Por semanas intenté seguir ignorándolo, pero la noche eterna que reinaba sobre mi casa evitaba que pudiese dormir bien. Incluso cuando lograba adaptar mi ciclo de sueño a la oscuridad, mis sueños todos tenían que ver con el cristal. En ellos, siempre estaba escapando de algo, y una voz resonaba diciendo “acéptame”, en un tono que hacía vibrar mis oídos, que hacía vibrar cada una de mis pesadillas. Corría y corría pero la voz siempre lograba alcanzarme, y un cristal inmenso y negro la noche que siempre asechaba aparecía de repente en frente mío. La voz entonces resonaba en miles de voces, que sonaban increíblemente conocidas y a la vez inexorablemente lejanas. La única que pude reconocer verdaderamente… fue la mía propia.

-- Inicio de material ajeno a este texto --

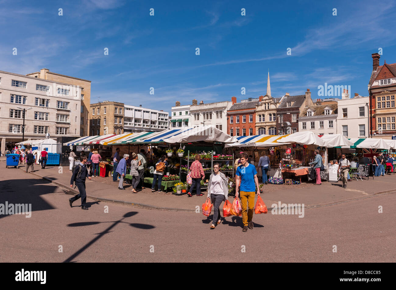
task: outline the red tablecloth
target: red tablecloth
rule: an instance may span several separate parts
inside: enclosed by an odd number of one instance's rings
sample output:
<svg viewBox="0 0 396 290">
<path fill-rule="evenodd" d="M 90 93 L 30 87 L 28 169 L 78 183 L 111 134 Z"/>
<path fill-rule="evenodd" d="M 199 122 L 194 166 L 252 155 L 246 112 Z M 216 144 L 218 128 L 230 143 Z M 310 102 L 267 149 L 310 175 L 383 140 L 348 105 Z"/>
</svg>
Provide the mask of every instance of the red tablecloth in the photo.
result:
<svg viewBox="0 0 396 290">
<path fill-rule="evenodd" d="M 296 169 L 290 169 L 289 168 L 284 168 L 282 172 L 290 172 L 295 174 L 296 176 L 300 175 L 305 175 L 309 174 L 309 170 L 308 168 L 297 168 Z"/>
</svg>

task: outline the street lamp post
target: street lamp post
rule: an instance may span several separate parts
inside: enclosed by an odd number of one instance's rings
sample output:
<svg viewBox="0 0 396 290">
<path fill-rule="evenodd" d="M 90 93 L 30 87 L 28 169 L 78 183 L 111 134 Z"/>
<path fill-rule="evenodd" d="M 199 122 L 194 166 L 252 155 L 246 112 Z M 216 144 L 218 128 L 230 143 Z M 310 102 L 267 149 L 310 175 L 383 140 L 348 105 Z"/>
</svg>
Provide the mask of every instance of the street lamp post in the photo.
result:
<svg viewBox="0 0 396 290">
<path fill-rule="evenodd" d="M 23 116 L 22 117 L 23 118 L 23 124 L 22 125 L 22 142 L 23 142 L 25 141 L 25 112 L 26 112 L 27 110 L 30 110 L 30 109 L 33 109 L 32 108 L 28 108 L 27 109 L 25 108 L 21 108 L 21 107 L 17 107 L 19 109 L 21 109 L 21 110 L 23 110 L 23 112 L 22 113 Z"/>
</svg>

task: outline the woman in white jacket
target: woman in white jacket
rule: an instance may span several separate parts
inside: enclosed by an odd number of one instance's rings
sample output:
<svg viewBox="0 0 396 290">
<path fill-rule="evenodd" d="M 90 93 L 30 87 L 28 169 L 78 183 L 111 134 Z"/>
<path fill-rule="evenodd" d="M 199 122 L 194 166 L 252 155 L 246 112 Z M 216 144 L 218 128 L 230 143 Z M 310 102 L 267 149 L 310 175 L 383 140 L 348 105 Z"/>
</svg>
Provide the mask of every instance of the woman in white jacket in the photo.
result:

La mayoría de los días despertaba con ojeras del porte de mis ojos, arrastrándome al trabajo y cegado por la intensa luz del sol que se iba abriendo cada vez más a medida que me acercaba al edificio. Las cosas no podían quedarse así. Debía hacer algo con el cristal.
Al principio, intenté moverlo para que se alejara de mi casa, pero a pesar de que mi fuerza movía ese algo que se sentía como nada, era infinitamente pesado, y nunca pude moverlo más de un milímetro. Intenté, luego, romperlo, pero cualquier objeto que utilizara simplemente pasaba a través de él como si fuera aire, o algo aún más ligero que el aire. Se me acababan las alternativas, y otra vez volví al principio. Ahora era tan solo un hombre sentado ante el cristal, con la noche oscura brillando sobre mi cabeza. La respuesta llego de pronto, como un flash instantáneo removiendo mi mente. Me paré, de a poco, y puse los brazos alrededor del cristal, que poco a poco fue perdiendo su brillo.

“Eres parte de mí, te acepto”

Y desde ese momento yo y el cristal fuimos uno.